Конечно, понимал он это и раньше — не так уж много ума для этого нужно, но свое предназначение осознал внезапно, словно молния его озарила. До конца открыл ему глаза один дервиш Хамзевийского ордена. Ни правители не нужны, говорил он, ни властелины, ни государство — все это насилие. Нужны люди, которые обо всем договорились бы между собой, простые люди, которые занимались бы каждый своим делом, не стремясь властвовать над другими и не позволяя другим властвовать над собой, и нужна божья милость им в помощь. Дервиша убили, но его слова живут в нем. Все, кроме слов о божьей милости: в ней люди не нуждаются, они и сами со всем справятся.

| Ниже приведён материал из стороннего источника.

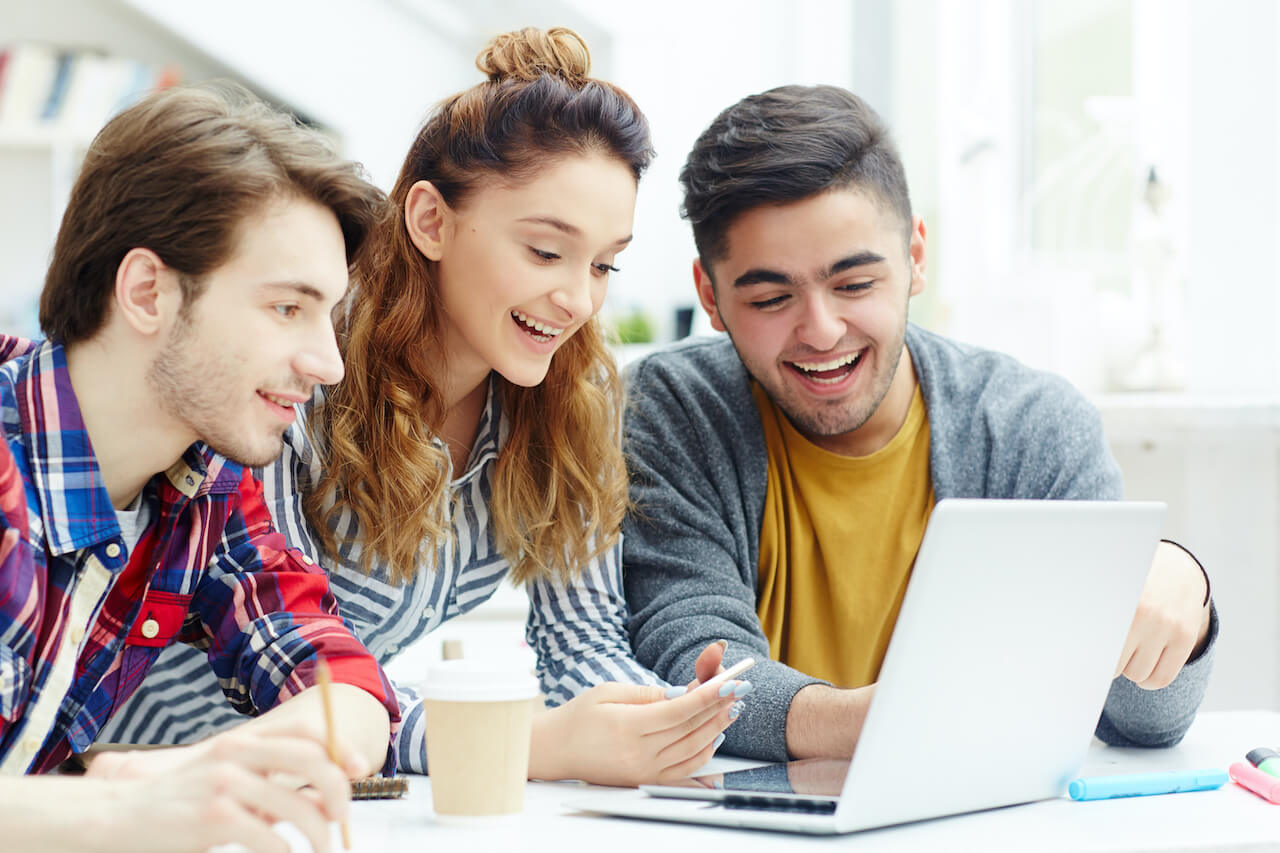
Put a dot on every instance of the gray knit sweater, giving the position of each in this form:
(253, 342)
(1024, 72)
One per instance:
(691, 546)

Жизнью своей он доволен, потому что иначе жить не может. Бывает нелегко, однако к трудностям он привык, брань его не задевает, тюрьма — обычное лишение, побои неприятны, но он молод, выдержит. Тяжелее, когда он вспоминает о матери, брате, любимой, о тепле домашнего очага, о будничных разговорах, которых не ведет годами. Он гонит от себя эти мысли как недопустимую слабость.
Ему хотелось бы и здесь обзавестись другом. Не сторонником и последователем — они у него есть, а настоящим другом, с которым и говоришь иначе, и молчишь иначе, чем с прочими людьми, как бы дороги они тебе ни были. Но дружба не создается, она приходит сама, как и любовь. Он будет рад, если мы станем друзьями.
Я протянул ему руку, меня взволновал его страх одиночества, потребность сблизиться с другим человеком. Своим мыслям он не изменит, но и с ними иной раз бывает пусто и холодно. Не так уж много даст ему моя дружба, однако она могла бы послужить ему внутренней опорой.